This solution is almost great, but it causes problems when string values in table data contain semicolons - all of them are replaced with newline char.
Here is how I implemented this:
mysqldump --comments=false --opt dbname Table1 Table2 > /var/lib/mysql/mem_tables_init.tmp1
#Format dump file - each statement into single line; semicolons in table data are preserved
grep -v -- ^-- /var/lib/mysql/mem_tables_init.tmp1 | sed ':a;N;$!ba;s/\n/THISISUNIQUESTRING/g' | sed -e 's/;THISISUNIQUESTRING/;\n/g' | sed -e 's/THISISUNIQUESTRING//g' > /var/lib/mysql/mem_tables_init.tmp2
#Add "USE database_name" instruction
cat /var/lib/mysql/mem_tables_init.tmp2 |sed -e 's/DROP\ TABLE/USE\ `dbname`;\nDROP\ TABLE/' > /var/lib/mysql/mem_tables_init.sql
#Cleanup
rm -f /var/lib/mysql/mem_tables_init.tmp1 /var/lib/mysql/mem_tables_init.tmp2
My understanding is that the --init-file is expecting each SQL statement on a single line and that there are no comments in the file.

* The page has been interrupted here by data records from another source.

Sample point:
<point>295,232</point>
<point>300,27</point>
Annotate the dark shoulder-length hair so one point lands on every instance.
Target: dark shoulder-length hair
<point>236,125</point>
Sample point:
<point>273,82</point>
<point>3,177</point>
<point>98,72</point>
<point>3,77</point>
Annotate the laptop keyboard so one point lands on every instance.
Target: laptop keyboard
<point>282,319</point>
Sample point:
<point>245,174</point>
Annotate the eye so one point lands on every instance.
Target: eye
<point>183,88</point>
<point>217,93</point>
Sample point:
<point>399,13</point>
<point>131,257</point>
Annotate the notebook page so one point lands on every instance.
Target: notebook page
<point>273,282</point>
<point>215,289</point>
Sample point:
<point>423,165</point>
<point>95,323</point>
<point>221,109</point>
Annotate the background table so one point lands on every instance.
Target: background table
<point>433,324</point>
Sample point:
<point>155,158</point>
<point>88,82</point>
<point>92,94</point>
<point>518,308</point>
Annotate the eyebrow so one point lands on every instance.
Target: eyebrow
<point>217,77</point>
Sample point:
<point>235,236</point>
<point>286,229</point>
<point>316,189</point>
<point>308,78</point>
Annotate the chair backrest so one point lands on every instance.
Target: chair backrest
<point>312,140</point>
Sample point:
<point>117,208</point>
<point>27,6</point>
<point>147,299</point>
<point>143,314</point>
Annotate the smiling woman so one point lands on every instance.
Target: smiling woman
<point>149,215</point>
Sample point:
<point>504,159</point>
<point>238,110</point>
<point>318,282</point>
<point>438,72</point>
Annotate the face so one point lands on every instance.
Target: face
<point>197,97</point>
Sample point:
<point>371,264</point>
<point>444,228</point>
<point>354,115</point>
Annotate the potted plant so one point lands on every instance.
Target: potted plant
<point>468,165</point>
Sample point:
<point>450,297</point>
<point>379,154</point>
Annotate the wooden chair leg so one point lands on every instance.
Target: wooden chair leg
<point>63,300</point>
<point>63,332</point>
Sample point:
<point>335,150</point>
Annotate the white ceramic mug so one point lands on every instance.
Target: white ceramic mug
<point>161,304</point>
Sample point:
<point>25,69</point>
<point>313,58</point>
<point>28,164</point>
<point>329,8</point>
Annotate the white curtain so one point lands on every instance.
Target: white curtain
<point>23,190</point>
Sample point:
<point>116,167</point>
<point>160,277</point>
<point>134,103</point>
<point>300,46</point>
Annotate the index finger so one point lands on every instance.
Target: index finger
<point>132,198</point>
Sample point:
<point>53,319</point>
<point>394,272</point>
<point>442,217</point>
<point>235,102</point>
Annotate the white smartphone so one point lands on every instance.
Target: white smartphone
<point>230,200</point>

You should be able to clear up the comments with:
mysqldump --comments=false
As for each SQL statement on one line, I'm not familiar with a mysqldump option to do that, but what you can do is a line of Perl to remove all of the newlines:
perl -pi -w -e 's/\n//g;' theDumpFilename
I don't know if --init-file will like it or not, but it's worth a shot.
The other thing you could do is launch mysql from a script that also loads in a regular mysqldump file. Not the solution you were looking for, but it might accomplish the effect you're after.
I stumbled onto this, so I'll tell you what I do. First, I have an ip->country db in a memory table. There is no reason to try to "save" it, its easily and regularly dropped and recreated, but it may be unpredictable how the php will act when its missing and its only scheduled to be updated weekly. Second, I have a bunch of other memory tables. There is no reason to save these, as they are even more volatile, with lifespans in minutes. They will be refreshed very quickly, but stale data is better than none at all. Also, if you are using any separate key caches, they may (in some cases) need to loaded first or you will be unable to load them. And finally, be sure to put a "use" statement in there if you're not dumpling complete databases, as there is no other interface (like mysql client) to open the database at start up.. So..
cat << EOF > /var/lib/mysql/initial_load.tmp
use fieldsave_db;
cache index fieldsave_db.search in search_cache;
EOF
mysqldump --comments=false -udrinkin -pbeer# fieldsave_db ip2c \
>> /var/lib/mysql/initial_load.tmp
mysqldump --comments=false -ufields -pavenue -B memtables \
>> /var/lib/mysql/initial_load.tmp
grep -v -- ^-- /var/lib/mysql/initial_load.tmp |tr -d '\012' \
|sed -e 's/;/;\n/g' > /var/lib/mysql/initial_load.sql
As always, YMMV, but it works for me.